Il mattino seguente, al risveglio di Jonathan, Esmeralda non fu in camera. Dunque, dopo essersi vestito, andò al piano di sotto.
«Madre, dov'è Lady Duval?», chiese.

«Si è svegliata di buon mattino, è andata a fare un giro a cavallo.»

«Meglio così», si affrettò a rispondere.

«Oh, figlio mio, stamani abbiamo visto le lenzuola... sono così contenta per te», esultò e, successivamente, con occhi lucidi e pieni d'orgoglio per il visconte, passò sul volto del figlio la palma della sua mano. Jonathan rimase impietrito e si limitò ad accennarle un leggero sorriso.

«Ti comporti come se fosse stata la sua prima volta, madre», interruppe Edward.

«Ma questa volta è stato con sua moglie».

«Sì, certo... Jonathan, devo parlarti in privato, è una cosa riguardante... il tempo, ti annoieresti da morire, madre».

I due fratelli lasciarono l'immensa stanza per poi recarsi in corridoio.

«Questa notte... accidentalmente, ho origliato ciò di cui tu e la duchessa stavate parlando. Fa' vedere la mano.»

Jonathan gli mostrò la mano sinistra.

«Oh, credevo avessi un ta... mostrami anche l'altra», e questa volta il taglio c'era.

«Non parlarne con nessuno», lo mise in guardia Jonathan.

«Puoi contare su di me, fratello.»

«Lo spero.»

D'improvviso, ad aprire la porta fu Esmeralda che, agli occhi dei ragazzi, parve buffa per via dell'abito infangato e dei capelli arruffati.

«Siete andata a cavallo o avete vinto il premio come miglior norcino?», commentò Jonathan.

Edward tentò di nascondere una risata, ma non riuscì ad evitarla.

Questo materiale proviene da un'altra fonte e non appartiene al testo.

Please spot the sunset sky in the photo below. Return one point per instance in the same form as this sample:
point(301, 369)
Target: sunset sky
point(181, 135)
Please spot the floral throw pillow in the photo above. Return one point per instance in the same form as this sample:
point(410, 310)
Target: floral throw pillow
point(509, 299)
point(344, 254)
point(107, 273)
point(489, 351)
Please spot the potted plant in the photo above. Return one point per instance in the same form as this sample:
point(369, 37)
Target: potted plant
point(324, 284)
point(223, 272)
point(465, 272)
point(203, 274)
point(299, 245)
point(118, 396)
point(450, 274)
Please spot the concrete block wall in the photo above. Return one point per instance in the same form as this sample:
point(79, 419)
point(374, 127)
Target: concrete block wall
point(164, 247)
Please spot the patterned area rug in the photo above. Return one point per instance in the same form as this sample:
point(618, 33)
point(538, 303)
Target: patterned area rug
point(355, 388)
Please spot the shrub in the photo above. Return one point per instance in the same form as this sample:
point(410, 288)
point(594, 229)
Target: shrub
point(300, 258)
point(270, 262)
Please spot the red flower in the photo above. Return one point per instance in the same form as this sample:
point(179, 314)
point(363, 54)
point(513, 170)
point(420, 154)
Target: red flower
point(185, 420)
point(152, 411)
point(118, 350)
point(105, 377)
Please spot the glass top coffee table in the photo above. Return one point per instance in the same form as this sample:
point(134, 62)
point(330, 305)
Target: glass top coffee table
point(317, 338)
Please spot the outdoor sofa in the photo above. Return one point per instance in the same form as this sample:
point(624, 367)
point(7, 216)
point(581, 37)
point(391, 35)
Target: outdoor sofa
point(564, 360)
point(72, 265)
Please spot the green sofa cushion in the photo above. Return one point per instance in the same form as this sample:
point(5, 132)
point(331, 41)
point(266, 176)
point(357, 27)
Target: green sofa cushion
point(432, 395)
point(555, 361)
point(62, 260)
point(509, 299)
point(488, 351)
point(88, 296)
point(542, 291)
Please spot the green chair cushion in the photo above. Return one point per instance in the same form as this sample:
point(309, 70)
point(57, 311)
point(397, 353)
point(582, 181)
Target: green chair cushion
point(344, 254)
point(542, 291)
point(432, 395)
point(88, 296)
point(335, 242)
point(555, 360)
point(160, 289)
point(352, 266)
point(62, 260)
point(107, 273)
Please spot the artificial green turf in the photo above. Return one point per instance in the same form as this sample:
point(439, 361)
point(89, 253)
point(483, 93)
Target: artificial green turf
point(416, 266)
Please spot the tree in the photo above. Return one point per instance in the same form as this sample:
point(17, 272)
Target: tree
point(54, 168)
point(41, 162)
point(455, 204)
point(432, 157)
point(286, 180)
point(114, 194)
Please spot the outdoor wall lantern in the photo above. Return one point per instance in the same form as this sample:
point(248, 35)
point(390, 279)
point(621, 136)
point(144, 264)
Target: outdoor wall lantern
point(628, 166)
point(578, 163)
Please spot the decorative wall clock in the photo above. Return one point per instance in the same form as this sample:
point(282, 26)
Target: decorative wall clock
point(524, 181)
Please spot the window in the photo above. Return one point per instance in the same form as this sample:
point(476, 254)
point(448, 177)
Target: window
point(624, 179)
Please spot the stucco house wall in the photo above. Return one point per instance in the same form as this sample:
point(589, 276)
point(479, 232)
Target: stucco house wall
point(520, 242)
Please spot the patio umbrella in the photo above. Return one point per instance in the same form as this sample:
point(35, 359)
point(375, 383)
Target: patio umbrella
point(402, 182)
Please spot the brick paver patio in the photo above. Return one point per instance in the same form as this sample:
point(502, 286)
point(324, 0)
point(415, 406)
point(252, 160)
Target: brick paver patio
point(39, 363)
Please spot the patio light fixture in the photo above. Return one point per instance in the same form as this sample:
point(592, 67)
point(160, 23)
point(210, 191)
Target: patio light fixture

«Davvero molto simpatico, Lord Heinrich. Sono caduta da cavallo», si limitò a rispondere. «Con permesso», continuò, lasciando i fratelli da soli e andò al piano di sopra per un bagno.

«Se ogni mattina dovrà essere così, mi dispiace per te, fratello», disse poggiando la sua mano sulla spalla di Jonathan, come di conforto.

«Dispiace anche a me», concordò il visconte.